Response time of the order of a few microseconds can be achieved using HSP technology. In comparison, with LCD technology, the response time is of the order of 2-8 milliseconds, and the faster the LCD, the higher the cost. Another recent materials related development in the display space is the use of polyester films for flexible displays and touch screens. As the market evolves, customers and end-users are demanding flexible display technology with reduced device thickness, improved economics and productivity, and enhanced optics. Polyester films help meet these needs.
Last year, DuPont Teijin Films in-troduced Melinex Thin heat-stabilised polyester films that feature superior optical clarity, smooth surface, thin 50-micron profile, low shrinkage and predictable dimensional changes in variable heat and moisture conditions, making their dimensional stability comparable to thicker films and suitable for vacuum processing.
Last year also saw the introduction of adhesive-coated polyethylene terephthalate (PET) optical films and polyethylene naphthalate (PEN) films for mount/demount applications where a carrier is used for processing. These are widely adopted in the making of flexible displays.
This year’s Consumer Electronics Show (CES) in Las Vegas too featured quite a few material innovations. 3M introduced patterned transparent conductors (PTCs) for such applications as projected-capacitance touch screens and antennae. “PTC materials offer improved performance of the projected capacitive sensor by supporting narrow bezel capability and faster sensor-response times with excellent optical performance,” said a company spokesperson.
The conductive material in 3M’s PTCs is usually thin silver wires embedded in an optical polymer sheet. Flexibility and increased conductivity are the main advantages of PTCs. Typically, sheet resistance is in the vicinity of 20 ohms per square, compared to 100-300 ohms per square for older indium-tin-oxide (ITO) technologies.

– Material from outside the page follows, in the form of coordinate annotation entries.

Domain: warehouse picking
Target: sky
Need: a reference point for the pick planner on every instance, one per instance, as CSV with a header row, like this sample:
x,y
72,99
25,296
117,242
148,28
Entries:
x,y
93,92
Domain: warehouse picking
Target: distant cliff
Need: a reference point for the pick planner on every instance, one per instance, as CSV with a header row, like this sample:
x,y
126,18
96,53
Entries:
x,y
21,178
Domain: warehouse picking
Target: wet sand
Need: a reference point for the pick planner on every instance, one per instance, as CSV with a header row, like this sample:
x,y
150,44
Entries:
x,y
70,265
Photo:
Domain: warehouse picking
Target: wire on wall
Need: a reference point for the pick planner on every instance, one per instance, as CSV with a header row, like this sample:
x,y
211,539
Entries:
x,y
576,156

Organic leds—still pocket-sized!
An OLED is basically a light-emitting diode in which the light is emitted by a film of organic compounds in response to an electric current. This layer of organic semiconductor material is sandwiched between two electrodes, of which at least one is transparent.

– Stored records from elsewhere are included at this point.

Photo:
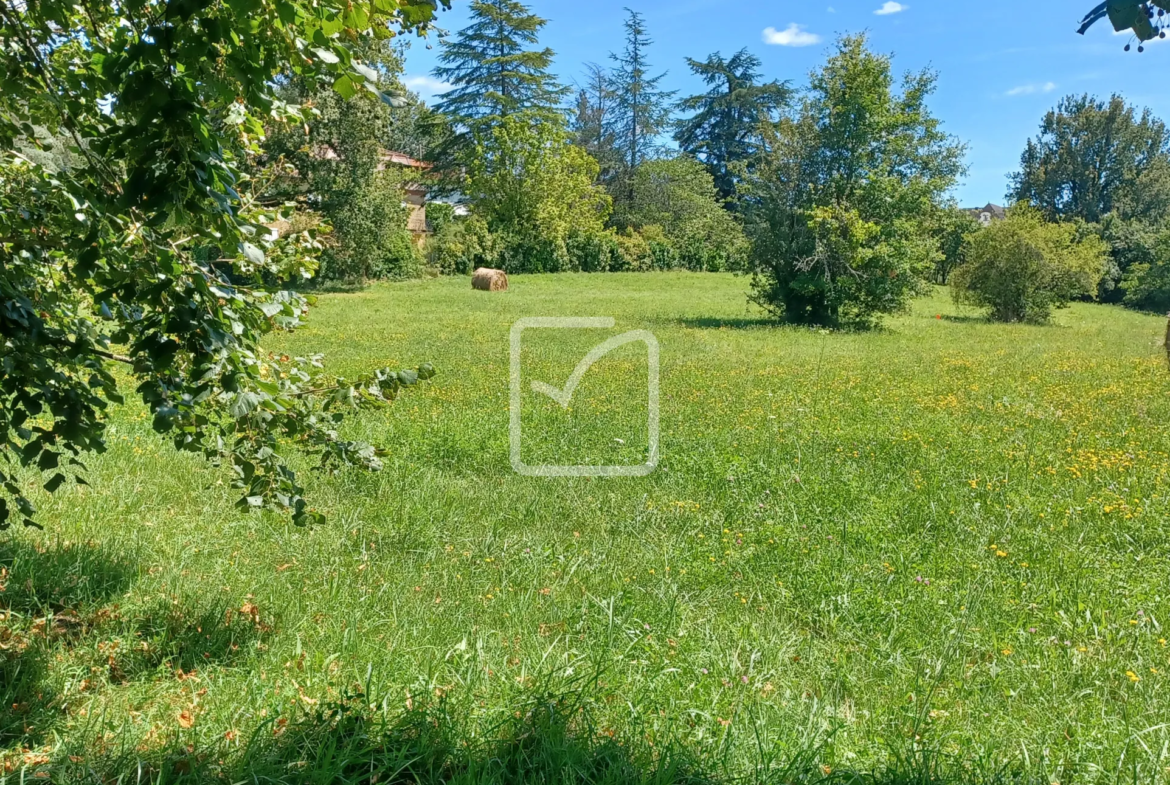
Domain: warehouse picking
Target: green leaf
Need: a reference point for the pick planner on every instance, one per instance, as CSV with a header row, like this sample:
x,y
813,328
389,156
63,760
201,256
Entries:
x,y
344,87
325,55
243,405
252,253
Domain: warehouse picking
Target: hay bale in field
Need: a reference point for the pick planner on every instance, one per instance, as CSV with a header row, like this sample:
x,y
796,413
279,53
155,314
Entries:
x,y
484,279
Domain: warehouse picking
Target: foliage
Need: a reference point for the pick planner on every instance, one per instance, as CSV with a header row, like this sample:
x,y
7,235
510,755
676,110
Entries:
x,y
439,215
679,197
460,246
1130,243
950,227
1135,15
105,262
417,130
493,71
725,125
1146,284
1024,267
594,121
339,170
534,188
1094,158
835,204
642,108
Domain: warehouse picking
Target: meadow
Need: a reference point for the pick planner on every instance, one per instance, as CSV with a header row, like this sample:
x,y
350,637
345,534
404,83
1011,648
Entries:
x,y
936,551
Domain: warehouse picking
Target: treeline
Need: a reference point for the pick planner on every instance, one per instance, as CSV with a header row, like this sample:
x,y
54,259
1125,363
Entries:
x,y
834,197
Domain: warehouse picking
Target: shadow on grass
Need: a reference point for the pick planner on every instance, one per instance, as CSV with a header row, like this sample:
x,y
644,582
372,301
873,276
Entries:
x,y
544,741
50,598
60,606
747,323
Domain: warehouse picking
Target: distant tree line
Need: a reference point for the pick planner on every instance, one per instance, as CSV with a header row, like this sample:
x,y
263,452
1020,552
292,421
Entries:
x,y
834,198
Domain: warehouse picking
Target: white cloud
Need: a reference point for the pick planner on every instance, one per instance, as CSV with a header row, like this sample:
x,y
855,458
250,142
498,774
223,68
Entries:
x,y
427,87
1032,89
793,35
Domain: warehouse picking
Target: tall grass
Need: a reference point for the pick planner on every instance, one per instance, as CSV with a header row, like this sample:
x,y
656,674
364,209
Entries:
x,y
936,552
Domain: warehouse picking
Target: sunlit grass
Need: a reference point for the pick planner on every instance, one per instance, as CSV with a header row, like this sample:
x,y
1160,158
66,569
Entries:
x,y
938,544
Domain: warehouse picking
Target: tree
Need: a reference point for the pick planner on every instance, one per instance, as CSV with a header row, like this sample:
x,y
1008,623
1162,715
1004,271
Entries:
x,y
1024,267
494,71
727,121
535,188
593,123
152,252
679,195
642,107
950,227
337,166
1136,15
1093,158
835,204
1147,283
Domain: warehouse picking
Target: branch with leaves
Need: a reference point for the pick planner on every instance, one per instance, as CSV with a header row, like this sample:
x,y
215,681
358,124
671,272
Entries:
x,y
1144,18
150,252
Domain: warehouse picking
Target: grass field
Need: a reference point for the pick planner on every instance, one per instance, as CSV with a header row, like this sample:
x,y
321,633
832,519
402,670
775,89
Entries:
x,y
934,550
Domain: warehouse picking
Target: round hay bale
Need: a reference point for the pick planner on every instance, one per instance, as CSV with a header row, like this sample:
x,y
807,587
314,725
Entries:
x,y
484,279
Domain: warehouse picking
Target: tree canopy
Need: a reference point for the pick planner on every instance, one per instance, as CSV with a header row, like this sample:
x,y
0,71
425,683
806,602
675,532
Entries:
x,y
152,250
1143,18
495,66
724,128
837,204
1093,158
642,105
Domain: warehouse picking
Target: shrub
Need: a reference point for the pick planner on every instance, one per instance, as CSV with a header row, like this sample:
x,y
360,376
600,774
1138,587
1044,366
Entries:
x,y
439,215
950,227
593,250
678,209
370,231
837,204
1021,268
634,253
461,246
1147,286
535,190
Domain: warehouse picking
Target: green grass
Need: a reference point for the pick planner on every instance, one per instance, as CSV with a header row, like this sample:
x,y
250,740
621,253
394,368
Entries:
x,y
938,550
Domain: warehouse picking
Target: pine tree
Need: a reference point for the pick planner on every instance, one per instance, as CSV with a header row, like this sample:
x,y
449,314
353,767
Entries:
x,y
642,108
594,119
493,70
728,119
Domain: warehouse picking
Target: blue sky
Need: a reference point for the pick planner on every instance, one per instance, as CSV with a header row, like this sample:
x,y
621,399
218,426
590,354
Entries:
x,y
1002,63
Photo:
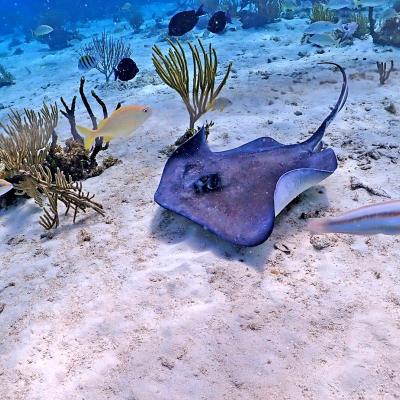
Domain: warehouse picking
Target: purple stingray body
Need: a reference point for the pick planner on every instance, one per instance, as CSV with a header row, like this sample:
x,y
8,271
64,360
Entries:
x,y
237,193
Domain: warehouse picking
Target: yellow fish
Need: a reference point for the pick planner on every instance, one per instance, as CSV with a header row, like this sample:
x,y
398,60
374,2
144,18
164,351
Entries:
x,y
121,123
5,187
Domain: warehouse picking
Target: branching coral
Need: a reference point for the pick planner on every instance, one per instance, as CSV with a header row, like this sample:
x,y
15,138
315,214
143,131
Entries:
x,y
6,78
25,151
48,191
173,69
69,113
384,71
108,53
27,137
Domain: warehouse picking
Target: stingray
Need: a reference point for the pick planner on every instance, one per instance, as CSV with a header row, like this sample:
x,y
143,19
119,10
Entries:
x,y
236,194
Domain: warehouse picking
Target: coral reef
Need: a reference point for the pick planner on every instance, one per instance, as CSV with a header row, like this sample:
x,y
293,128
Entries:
x,y
108,51
389,34
320,12
384,71
25,147
48,190
88,166
174,71
6,78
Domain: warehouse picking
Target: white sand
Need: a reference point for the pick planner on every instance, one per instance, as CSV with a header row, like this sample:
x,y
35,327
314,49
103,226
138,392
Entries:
x,y
154,308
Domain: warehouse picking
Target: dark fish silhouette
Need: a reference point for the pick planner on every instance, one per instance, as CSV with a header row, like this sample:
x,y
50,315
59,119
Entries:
x,y
236,194
218,21
126,70
184,22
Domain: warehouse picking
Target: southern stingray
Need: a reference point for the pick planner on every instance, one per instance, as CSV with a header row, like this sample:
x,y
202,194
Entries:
x,y
237,193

An OLED display functions without a backlight, is thinner and lighter than an LCD, and can display deep black levels. It has a faster refresh rate, higher contrast, wider viewing angle and better colour reproduction. It is also believed to be much cooler than conventional LCDs or LED-backlit LCDs. The power drain is also very low. All this makes OLED displays ideal for mobile instruments.

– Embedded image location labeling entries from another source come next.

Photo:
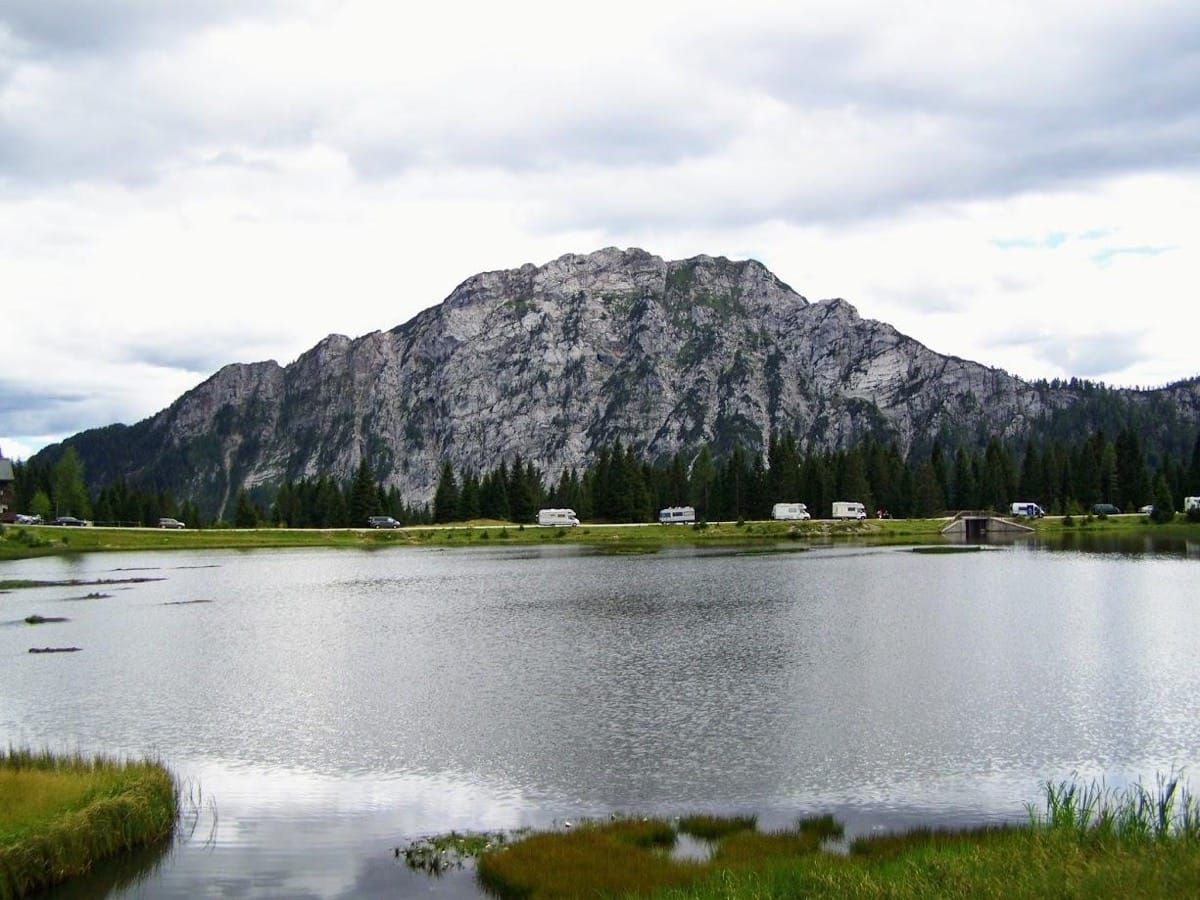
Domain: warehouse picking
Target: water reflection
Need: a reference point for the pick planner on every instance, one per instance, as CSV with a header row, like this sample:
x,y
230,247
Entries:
x,y
339,703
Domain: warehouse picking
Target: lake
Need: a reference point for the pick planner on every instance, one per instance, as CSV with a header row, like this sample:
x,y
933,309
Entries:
x,y
327,706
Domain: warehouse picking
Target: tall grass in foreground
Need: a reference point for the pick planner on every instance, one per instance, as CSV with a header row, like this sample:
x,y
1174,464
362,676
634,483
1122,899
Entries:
x,y
59,815
1089,841
1135,814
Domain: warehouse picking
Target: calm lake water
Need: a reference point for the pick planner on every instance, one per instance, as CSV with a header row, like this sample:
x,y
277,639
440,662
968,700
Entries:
x,y
328,706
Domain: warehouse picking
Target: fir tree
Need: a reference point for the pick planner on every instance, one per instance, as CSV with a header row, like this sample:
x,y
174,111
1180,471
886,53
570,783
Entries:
x,y
445,497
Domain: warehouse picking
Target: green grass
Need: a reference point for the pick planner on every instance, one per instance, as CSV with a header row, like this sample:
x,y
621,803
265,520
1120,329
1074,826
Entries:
x,y
711,828
59,815
42,540
1087,841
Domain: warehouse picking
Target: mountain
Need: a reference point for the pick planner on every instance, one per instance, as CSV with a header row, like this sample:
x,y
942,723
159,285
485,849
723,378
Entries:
x,y
553,361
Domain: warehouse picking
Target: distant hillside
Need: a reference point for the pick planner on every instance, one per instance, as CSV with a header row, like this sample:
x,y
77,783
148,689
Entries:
x,y
555,361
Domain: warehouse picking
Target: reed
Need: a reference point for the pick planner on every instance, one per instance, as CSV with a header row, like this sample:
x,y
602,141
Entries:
x,y
59,815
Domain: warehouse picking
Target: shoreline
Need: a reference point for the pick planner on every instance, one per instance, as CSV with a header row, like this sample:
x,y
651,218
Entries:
x,y
31,541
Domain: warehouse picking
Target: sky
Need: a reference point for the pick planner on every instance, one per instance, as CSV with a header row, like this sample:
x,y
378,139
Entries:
x,y
189,185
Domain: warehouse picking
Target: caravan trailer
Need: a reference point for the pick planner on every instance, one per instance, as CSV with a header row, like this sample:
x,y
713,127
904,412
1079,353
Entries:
x,y
557,516
1027,509
843,509
677,515
790,511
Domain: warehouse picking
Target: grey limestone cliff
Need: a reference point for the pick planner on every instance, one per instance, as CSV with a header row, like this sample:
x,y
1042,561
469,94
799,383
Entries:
x,y
553,361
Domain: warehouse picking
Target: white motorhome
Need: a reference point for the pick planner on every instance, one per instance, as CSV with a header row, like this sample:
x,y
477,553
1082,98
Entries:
x,y
1030,510
557,516
790,511
844,509
677,515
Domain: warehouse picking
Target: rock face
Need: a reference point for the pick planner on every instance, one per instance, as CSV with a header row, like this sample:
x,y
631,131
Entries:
x,y
553,361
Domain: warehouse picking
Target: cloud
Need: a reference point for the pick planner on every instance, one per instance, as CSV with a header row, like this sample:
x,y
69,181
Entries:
x,y
1105,256
28,409
1096,355
83,27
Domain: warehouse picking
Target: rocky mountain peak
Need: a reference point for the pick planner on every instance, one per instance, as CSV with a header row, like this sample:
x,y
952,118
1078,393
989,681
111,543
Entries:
x,y
552,363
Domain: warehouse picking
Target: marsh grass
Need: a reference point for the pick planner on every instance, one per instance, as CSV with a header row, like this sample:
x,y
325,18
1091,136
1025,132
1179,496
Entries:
x,y
59,815
591,859
1135,814
438,853
711,828
1086,841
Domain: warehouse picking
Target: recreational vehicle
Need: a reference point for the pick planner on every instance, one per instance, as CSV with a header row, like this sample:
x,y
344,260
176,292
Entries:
x,y
843,509
790,511
1030,510
557,516
673,515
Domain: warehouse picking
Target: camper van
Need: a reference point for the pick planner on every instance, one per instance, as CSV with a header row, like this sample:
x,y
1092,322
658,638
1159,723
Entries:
x,y
681,515
790,511
1030,510
843,509
557,516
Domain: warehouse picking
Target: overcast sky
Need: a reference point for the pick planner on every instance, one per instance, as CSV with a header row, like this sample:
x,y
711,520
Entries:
x,y
187,185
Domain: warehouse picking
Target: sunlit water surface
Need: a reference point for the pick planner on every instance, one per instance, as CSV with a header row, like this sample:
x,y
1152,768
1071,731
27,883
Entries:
x,y
324,707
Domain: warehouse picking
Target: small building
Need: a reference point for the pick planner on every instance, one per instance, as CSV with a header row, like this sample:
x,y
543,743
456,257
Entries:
x,y
7,477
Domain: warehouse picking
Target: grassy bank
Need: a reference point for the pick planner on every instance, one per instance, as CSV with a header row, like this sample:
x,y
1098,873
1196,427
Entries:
x,y
59,815
1087,843
24,541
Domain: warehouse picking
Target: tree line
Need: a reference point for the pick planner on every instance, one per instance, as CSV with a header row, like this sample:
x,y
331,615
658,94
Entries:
x,y
621,486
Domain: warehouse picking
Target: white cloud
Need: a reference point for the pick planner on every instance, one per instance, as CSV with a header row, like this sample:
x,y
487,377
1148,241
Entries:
x,y
180,189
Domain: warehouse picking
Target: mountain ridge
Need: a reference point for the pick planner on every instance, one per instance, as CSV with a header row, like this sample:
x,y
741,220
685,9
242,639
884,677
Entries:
x,y
551,363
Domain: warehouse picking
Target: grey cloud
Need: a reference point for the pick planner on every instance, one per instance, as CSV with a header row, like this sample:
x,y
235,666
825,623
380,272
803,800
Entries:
x,y
1132,105
27,408
54,28
640,132
1107,255
1099,355
202,352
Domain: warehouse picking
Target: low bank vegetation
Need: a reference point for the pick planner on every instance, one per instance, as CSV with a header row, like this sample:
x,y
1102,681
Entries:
x,y
60,815
1085,841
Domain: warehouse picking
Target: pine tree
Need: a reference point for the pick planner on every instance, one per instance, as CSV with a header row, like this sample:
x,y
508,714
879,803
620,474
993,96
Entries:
x,y
1164,504
364,498
703,473
445,497
69,492
965,490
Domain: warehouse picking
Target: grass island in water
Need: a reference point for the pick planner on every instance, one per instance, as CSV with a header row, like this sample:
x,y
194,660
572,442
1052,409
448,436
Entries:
x,y
59,815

Although these benefits are desirable in larger displays too, OLED televisions and other large-sized displays have not yet gained momentum due to multiple problems. The current generation of OLEDs emits less light per unit area than inorganic solidstate LED light sources and their brightness is lower than LCD screens’. Also, since these use organic materials, they degrade over time.
“The lifespan of OLEDs is of concern in terms of manufacturing, toxicity, and scalability to different sizes and configurations,” adds Raju. Since portable displays are used intermittently, the shorter lifespan of organic displays is less of an issue than with television or computer monitors.
The cost of OLEDs is also very high. Although companies like Sony, LG and Samsung have come up with OLED televisions, they are yet to classify as mainstream models.
In mid 2010, DuPont announced that it could produce a 127cm (50-inch) OLED TV in two minutes with a new printing technology, and that these televisions could have a lifespan of 15 years even if used for around eight hours a day. The cost of these televisions would also be quite less, the company said. However, DuPont is still figuring out how to scale up this technology to volume manufacturing at low costs.
Acronym war in the mobile space
As of today, the OLED war is happening mainly in the mobile space. The air is filled with buzzwords ranging from Super-LCD and AMOLED to Super-AMOLED.
The addressing scheme used by OLED displays can be either passive-matrix (PMOLED) or active-matrix (AMOLED). The latter comprises a matrix of OLED pixels that generate light upon electrical activation. This is integrated with a thin-film transistor (TFT) array, which functions as a series of switches to control the current flowing to each individual pixel.
AMOLED displays consume less power than PMOLED displays, and are a step towards low-power, low-cost and large-size applications such as televisions. AMOLED technology is becoming quite popular in smartphones and digital cameras today. Certain manufacturers have started integrating the production of capacitive sensor arrays in the AMOLED module fabrication process, thereby adding touch capability to AMOLED displays. Samsung markets this technology as Super-AMOLED. Brightness and degradation issues have also been addressed to a certain extent in this new version.